Enver Solomon, executivo-chefe do Conselho de Refugiados, que defende os direitos de imigrantes, afirmou que o plano anunciado viola o princípio de conceder aos requerentes de asilo uma audiência justa em solo britânico. “Acho extraordinário que o governo esteja obcecado com o controle em vez de se concentrar na compaixão”, disse à rádio BBC.

Nesta quinta, Boris disse que Ruanda é “um dos países mais seguros do mundo”.

No ano passado, mais de 28 mil migrantes e refugiados fizeram a travessia da Europa continental para o Reino Unido, número que vem crescendo ano após ano: foram 8.466 travessias em 2020 e 299 em 2018, segundo dados do Ministério do Interior.

A chegada deles em barcos precários tem sido fonte de tensão entre a França e o Reino Unido, que cresceu ainda mais desde novembro, quando 27 imigrantes se afogaram na travessia. “Cerca de 600 pessoas cruzaram o Canal da Mancha ontem. Em apenas algumas semanas, isso pode chegar novamente a mil por dia”, disse Boris nesta quinta.

A ministra do Interior, Priti Patel, assinou o acordo de parceria com o governo ruandês em Kigali, capital do país africano, nesta quinta.

Em entrevista a jornalistas no momento do anúncio, o chanceler ruandês, Vincent Biruta, afirmou que a história recente de Ruanda tem “uma conexão profunda com a situação daqueles que buscam segurança e oportunidade em uma nova terra”. O país já recebeu cerca de 130 mil refugiados de países como a República Democrática do Congo, Burundi, Afeganistão e Líbia, segundo ele.

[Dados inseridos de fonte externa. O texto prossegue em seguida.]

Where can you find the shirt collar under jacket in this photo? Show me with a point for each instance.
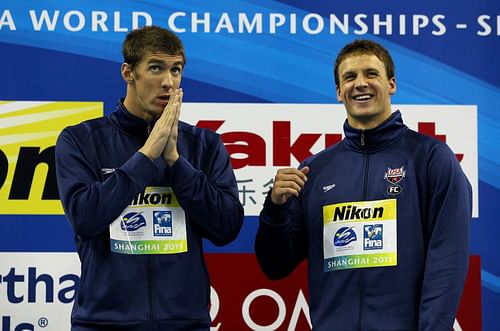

Imigrantes serão alocados em de forma temporária em albergues e hotéis enquanto aguardam o trâmite de legal de pedido de asilo, disse o governo.

Houve resistência também no meio político em Ruanda. A líder da oposição, Victoire Ingabire, afirmou que o país é hospitaleiro, mas deve primeiro resolver seus problemas internos.